# DOS command to read user path



## mgrove99 (Jan 18, 2005)

I am trying to create a batch file that will read the current user's path, maybe from the registry, and use this path to extract a file. I am trying to unzip a file to their documents & settings\<user>\my documents\... folder but need their user info to complete the path.

Any suggestions?


----------



## ChuckE (Aug 30, 2004)

In a DOS window enter the command "set" and see if any of the variables there are set to something you can use.


----------



## mgrove99 (Jan 18, 2005)

I can read a registry key but am not sure how to use this info in a set command so I can use the path name later.


----------



## angel (Dec 2, 1998)

Try:
%USERPROFILE%


----------



## ChuckE (Aug 30, 2004)

Why read a registry key if there is already a set value you can use.

As *angel* said you may be able to use %USERPROFILE%
as in:
unzip xyz.zip "%userprofile%\my documents"

(The above "unzip" command is not a command that exists in DOS without you getting such a program on your system.

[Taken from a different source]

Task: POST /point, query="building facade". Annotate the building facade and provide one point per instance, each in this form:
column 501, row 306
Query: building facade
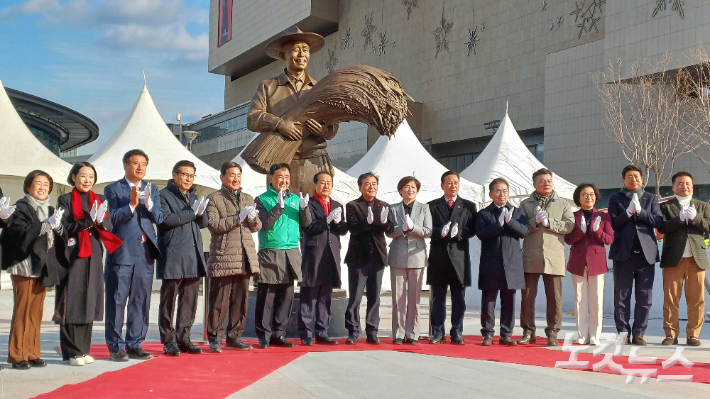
column 464, row 60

I only used it here as an example. Your command line may differ.)


----------



## mgrove99 (Jan 18, 2005)

That was the ticket, Thank you so much. How would I find more info on these types of command usages?


----------



## ChuckE (Aug 30, 2004)

Just type *help* in a DOS window, for a list of various commands.

For any one command (for example "blahblah") just type *help blahblah*

OR, most commands also have the */?* parameter.
So you could possibly type *blahblah /?*


----------



## mgrove99 (Jan 18, 2005)

I know about the DOS commands, but I do not know about the values %% available. Do you know where I might find more info on these?


----------



## angel (Dec 2, 1998)

When you did a "set", you should have seen numerous available variables. Just add the % before and after the name. You can also create your own and set them to whatever you like.
Another place to see them/edit them/add/delete, etc is to go to Environment Variables (available from System Properties).


----------



## mgrove99 (Jan 18, 2005)

I see that the keywords I needed to do a google search by were ENVIRONMENT VARIABLES. This gave me some good info on the variables available.

http://www.vlaurie.com/computers2/Articles/environment.htm

Thank you so much for pointing me in the right direction.


----------



## teruzzi (Jan 29, 2005)

Hello try with %USERNAME% or directly (better) with HOMEPATH=\Documents and Settings\mauri (%HOMEPATH%) and HOMEDRIVE=C: (%HOMEDRIVE%). This are suggest to change in many installation (like roaming profile).

Ciao
Maurizio


----------